Uncle Brucker expected an official call Friday night or Saturday morning, Sunday at the latest. It was OK’d ahead of time by the LL and the General.
Thursday evening after we watched Cole’s Law, Uncle Brucker took me aside in the hall where the neighbors couldn’t see us and the postman couldn’t hear us and nobody would plant a microphone.
“Keep your hands off the phone and stay out of the kitchen,” he said. “And tell your friends don’t call. Third ring I gotta answer or the the General will hang up.”
Friday. He moped around the house all morning, moving from room to room and chair to chair. He refused to eat his vitamin cereal and he didn’t want lunch. He drank only one beer and sat in front of the TV for a long time with the empty can in his hand. All day long he looked like he just got out of bed. His eyes were puffy. His hair was a squall.
Friday night. He sat in the kitchen, telephone on the table, waiting for the goddamn phone call. He had no appetite for the franks and beans I cooked for him. He read the paper twice, filled out eight words in the crossword puzzle, which I thought was pretty good. I got two more. Later I ate the beans. Saturday morning, still no phone call. I got up around ten and found him hunched over the phone at the kitchen table. He had stayed up most of the night but he looked like he hadn’t slept in a week.
“You ain’t gonna last, Unc,” I told him.
“You wanna bet?” he said.
“What’s the point in bettin’? You won’t be around to pay up.”
At eleven o’clock the phone rang.
“That ain’t the call,” he said after only one ring.
I don’t know how he knew it, but he was right.
He handed me the phone. It was Leroy. I told him no calls until tomorrow, only official calls today, and I hung up.
At one o’clock the call finally came through. The phone rang like a bank alarm, so loud I jumped back. Uncle Brucker fell back too. He missed the first ring, then he grabbed the phone like it was trying to escape and put it to his ear.
“Good morning, General!” said Uncle Brucker, standing stiff at attention. “Yes, sir. Certainly, General, sir. You can count on me, sir. I always volunteer. That way you know you got an army without even askin’.”

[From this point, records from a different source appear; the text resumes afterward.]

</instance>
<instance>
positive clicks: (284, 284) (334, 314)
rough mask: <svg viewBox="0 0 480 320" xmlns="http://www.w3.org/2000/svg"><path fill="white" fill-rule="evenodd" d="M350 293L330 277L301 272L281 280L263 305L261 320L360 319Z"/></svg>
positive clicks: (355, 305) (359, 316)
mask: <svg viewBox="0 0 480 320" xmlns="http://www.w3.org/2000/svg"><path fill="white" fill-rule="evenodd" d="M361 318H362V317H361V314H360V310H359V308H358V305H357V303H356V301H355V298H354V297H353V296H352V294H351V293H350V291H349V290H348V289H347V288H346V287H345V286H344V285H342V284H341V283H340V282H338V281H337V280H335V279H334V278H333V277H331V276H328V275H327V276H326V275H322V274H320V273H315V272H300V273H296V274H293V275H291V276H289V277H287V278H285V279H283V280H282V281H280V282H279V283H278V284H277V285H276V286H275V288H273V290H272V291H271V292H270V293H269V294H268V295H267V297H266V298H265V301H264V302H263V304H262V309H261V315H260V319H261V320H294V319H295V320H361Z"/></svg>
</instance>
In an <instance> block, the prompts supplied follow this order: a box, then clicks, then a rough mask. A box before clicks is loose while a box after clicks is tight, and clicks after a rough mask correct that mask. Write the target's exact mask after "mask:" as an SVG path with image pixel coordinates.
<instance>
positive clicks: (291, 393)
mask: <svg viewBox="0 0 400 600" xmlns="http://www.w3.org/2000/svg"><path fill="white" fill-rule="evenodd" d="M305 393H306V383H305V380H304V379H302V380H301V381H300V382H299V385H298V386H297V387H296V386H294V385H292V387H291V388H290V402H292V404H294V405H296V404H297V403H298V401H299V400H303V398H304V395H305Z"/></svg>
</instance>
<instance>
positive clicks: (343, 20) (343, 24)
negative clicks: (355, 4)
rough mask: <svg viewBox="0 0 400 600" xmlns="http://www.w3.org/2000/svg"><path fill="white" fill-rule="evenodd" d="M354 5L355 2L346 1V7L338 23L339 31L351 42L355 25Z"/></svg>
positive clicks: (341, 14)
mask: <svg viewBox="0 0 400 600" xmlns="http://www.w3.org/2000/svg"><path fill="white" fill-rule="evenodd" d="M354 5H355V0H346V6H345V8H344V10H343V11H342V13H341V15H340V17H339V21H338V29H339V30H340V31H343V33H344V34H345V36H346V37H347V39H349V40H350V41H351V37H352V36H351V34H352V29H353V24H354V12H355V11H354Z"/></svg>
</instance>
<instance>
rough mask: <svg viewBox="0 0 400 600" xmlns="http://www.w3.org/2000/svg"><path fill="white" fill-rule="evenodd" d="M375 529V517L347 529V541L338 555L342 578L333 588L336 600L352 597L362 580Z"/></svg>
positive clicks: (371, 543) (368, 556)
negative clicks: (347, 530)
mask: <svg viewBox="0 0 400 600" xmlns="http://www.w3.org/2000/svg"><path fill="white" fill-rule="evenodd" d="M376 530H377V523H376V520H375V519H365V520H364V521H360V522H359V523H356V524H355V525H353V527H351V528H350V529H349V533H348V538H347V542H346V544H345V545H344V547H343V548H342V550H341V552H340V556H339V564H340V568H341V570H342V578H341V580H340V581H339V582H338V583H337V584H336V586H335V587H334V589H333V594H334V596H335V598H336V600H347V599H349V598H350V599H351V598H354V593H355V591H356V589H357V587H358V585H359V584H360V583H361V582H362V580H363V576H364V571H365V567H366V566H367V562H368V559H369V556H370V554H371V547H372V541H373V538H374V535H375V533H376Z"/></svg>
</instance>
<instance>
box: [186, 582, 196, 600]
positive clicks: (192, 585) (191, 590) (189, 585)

He took the phone into the hall and I couldn’t hear him any more.
He hung up and came back.
“That was General Hardesty on the phone,” he said. “He promoted me to Top Man In The Field, and he personally volunteered for a special assignment, and you know I can’t talk about it until it’s over. All I can say is what everybody already knows. Uprisin’ Number Three is in progress and me and the army are goin’ on the offensive pretty damn soon. Got my squad cummin’ over tonight for orientation. Tomorrow mornin’, they’re leavin’ with or without me. It’s up to you to give me the go-ahead. No go-ahead, I stay home with you. Think about it while I’m packin’ up.”
Upstairs in the bedroom, he went through his sock drawer and chose only the best. He found three new-looking tee-shirts and some clean underwear too, and he stuffed them in his pack.
Then he emptied his wallet on the dresser and put back what was important to him. That included an old matchbook with the phone number for Dotty D in Buckston, scraps of paper with notes for True Rat Stories, and around forty dollars in cash.
“I’ll be gone two weeks, maybe more,” he said. “You’ll be on your own. Think you can handle it? Or do I have to unpack?”
“But I wanna go with you. I’m your right hand man, ain’t I?” I said.
“That’s a position the army don’t make a provision for,” he said. He found the keys to the Eagle and he dropped them in a bowl on top of the dresser just in case I needed them.
“OK. You got the go-ahead,” I said.
“How’s the rat list goin’?”
“I started a new page.”
“Keep it neat. The Government asks for it, we gotta turn it in.”
“I ain’t gonna keep it from them,” I said.
Next he went to his closet and took out a .22 rifle wrapped in a fuzzy gray cloth. He found two extra clips in the bottom of the closet, and a scope too. He unfolded the stock, screwed in the scope, locked in the clip, and it was a U.S. Army-Issue Rat Rifle Type B.
He thumbed a bullet out of the spare clip and held it in his hand.
“For me?” I said.
“It’s a good luck bullet,” he said. “Just don’t keep it in the pocket with the holes.”
“Don’t worry, I learned my lesson with the arrowhead.”
“And don’t shoot it, or you’ll be out a luck.”